2026-06-01Information Theory

Information TheoryMachine LearningSocial and Information Networks
AI summary

The authors study how to perfectly find two communities in a network when they have limited and noisy information. They consider a setup where you can ask about neighbors of nodes, but these answers are incomplete and you can only ask a limited number of times. They find that just querying uniformly is not the best strategy and show an adaptive two-step method that uses fewer questions to succeed. When combined with a partial view of the network, adaptive queries focused on unclear parts can recover communities better than uniform queries, proving that smart data collection helps in exact recovery.

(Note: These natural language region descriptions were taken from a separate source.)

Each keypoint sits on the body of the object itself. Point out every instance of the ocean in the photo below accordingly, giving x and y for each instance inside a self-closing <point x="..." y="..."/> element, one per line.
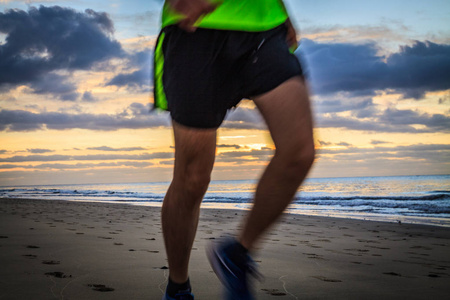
<point x="406" y="199"/>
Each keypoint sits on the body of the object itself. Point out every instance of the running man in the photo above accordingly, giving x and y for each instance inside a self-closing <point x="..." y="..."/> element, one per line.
<point x="210" y="55"/>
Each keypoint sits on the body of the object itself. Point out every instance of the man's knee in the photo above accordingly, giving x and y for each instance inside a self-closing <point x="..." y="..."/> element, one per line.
<point x="196" y="184"/>
<point x="298" y="158"/>
<point x="192" y="184"/>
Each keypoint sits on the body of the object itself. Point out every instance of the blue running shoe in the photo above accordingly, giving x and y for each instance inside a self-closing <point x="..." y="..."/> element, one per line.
<point x="232" y="274"/>
<point x="180" y="296"/>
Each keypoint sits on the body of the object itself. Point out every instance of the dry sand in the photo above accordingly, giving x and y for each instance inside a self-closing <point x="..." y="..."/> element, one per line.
<point x="69" y="250"/>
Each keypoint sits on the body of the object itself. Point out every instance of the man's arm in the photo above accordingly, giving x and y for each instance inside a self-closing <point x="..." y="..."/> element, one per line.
<point x="192" y="10"/>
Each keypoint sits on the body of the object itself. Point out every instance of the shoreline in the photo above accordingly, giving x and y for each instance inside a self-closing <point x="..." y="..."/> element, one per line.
<point x="418" y="220"/>
<point x="84" y="250"/>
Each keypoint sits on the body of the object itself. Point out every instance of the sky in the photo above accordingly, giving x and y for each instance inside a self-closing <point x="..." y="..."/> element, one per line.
<point x="76" y="93"/>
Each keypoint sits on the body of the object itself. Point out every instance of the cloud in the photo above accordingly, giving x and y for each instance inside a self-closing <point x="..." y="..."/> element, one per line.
<point x="139" y="79"/>
<point x="56" y="157"/>
<point x="88" y="97"/>
<point x="42" y="41"/>
<point x="105" y="148"/>
<point x="39" y="151"/>
<point x="136" y="116"/>
<point x="345" y="67"/>
<point x="377" y="142"/>
<point x="77" y="166"/>
<point x="389" y="120"/>
<point x="229" y="146"/>
<point x="244" y="118"/>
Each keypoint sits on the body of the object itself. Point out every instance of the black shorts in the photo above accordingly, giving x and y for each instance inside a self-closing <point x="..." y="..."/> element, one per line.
<point x="205" y="73"/>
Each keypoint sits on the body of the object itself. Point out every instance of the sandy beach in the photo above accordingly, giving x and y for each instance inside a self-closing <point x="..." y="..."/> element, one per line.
<point x="76" y="250"/>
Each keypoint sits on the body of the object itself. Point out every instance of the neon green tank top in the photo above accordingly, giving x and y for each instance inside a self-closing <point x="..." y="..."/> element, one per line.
<point x="242" y="15"/>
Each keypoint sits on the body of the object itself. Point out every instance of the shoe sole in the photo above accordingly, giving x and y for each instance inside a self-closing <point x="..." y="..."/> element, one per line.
<point x="215" y="262"/>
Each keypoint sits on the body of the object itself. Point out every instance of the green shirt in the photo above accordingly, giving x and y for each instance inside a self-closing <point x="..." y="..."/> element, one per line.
<point x="242" y="15"/>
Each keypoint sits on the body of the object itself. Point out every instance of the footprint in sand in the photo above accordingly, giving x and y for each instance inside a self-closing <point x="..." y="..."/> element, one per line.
<point x="100" y="287"/>
<point x="274" y="292"/>
<point x="326" y="279"/>
<point x="58" y="275"/>
<point x="51" y="262"/>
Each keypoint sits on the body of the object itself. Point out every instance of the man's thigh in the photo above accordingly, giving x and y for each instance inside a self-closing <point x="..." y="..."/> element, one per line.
<point x="286" y="110"/>
<point x="194" y="151"/>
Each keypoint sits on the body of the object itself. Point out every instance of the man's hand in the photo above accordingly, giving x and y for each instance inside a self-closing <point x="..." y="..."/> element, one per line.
<point x="291" y="37"/>
<point x="192" y="10"/>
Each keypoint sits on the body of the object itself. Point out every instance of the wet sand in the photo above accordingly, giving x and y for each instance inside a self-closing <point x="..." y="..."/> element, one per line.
<point x="76" y="250"/>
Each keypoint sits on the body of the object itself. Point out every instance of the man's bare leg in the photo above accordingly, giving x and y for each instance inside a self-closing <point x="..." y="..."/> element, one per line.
<point x="286" y="110"/>
<point x="194" y="159"/>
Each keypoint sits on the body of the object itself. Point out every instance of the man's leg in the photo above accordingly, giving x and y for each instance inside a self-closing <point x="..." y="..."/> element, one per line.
<point x="286" y="110"/>
<point x="194" y="159"/>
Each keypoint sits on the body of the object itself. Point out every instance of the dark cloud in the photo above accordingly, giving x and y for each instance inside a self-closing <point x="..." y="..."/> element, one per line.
<point x="139" y="79"/>
<point x="345" y="67"/>
<point x="44" y="40"/>
<point x="88" y="97"/>
<point x="136" y="116"/>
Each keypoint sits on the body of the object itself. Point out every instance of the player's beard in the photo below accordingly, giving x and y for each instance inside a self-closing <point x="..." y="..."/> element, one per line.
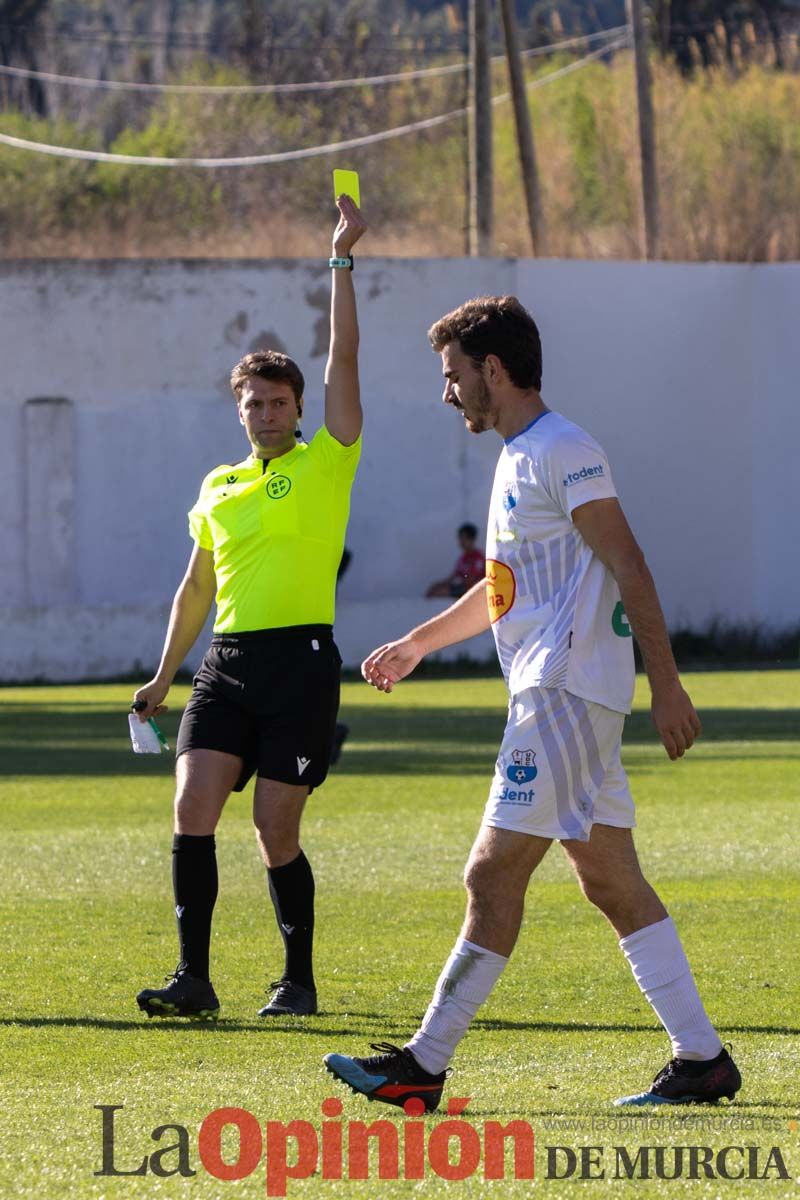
<point x="479" y="420"/>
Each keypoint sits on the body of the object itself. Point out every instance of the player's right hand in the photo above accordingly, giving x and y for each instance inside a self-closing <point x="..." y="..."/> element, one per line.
<point x="391" y="663"/>
<point x="152" y="695"/>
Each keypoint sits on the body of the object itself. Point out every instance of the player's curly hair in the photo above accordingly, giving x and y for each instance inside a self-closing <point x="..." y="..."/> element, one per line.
<point x="268" y="365"/>
<point x="494" y="325"/>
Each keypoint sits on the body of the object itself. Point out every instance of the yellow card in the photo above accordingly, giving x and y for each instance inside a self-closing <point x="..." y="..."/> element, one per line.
<point x="346" y="183"/>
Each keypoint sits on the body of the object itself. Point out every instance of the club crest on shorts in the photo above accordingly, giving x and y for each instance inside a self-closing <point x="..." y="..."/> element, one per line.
<point x="522" y="768"/>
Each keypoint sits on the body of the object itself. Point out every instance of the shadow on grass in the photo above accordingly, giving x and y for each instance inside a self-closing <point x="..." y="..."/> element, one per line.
<point x="585" y="1027"/>
<point x="59" y="739"/>
<point x="223" y="1025"/>
<point x="389" y="1026"/>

Stochastic Block ModelCommunity DetectionExact RecoveryNoisy OracleAdaptive QueryingUniform QueryingGraph SamplingInformation-Theoretic LimitsTwo-Stage StrategySublinear Queries
Authors
Sabyasachi Basu, Manuj Mukherjee, Lutz Oettershagen, Suhas Thejaswi
Abstract
We study exact community recovery in the two-community stochastic block model on $n$ vertices under limited and noisy access to network data. The learner may query a noisy neighborhood oracle that reveals each true neighbor of a queried vertex independently with fixed probability and never returns non-neighbors, subject to a finite query budget. We consider both oracle-only access and a combined model where the learner also observes a single subsampled copy of the underlying graph. For oracle-only access, balanced uniform querying gives a sharp non-adaptive benchmark: when each vertex is queried the same integer number of times, the observations reduce to an SBM with attenuated edge probabilities and the Abbe-Bandeira-Hall exact-recovery threshold applies. We show that this benchmark is not adaptively optimal: a two-stage adaptive strategy succeeds with $n+o(n)$ queries in a regime where balanced uniform querying requires $m n$ queries for some $m>1$. With an additional subsampled graph, we prove a sublinear-query adaptivity gap: balanced data-independent uniform querying with a sublinear budget does not improve over the subsampled graph alone, whereas adaptive querying can target a small set of uncertain vertices and achieve exact recovery. Thus adaptive data acquisition can strictly improve the information-theoretic limits of exact recovery.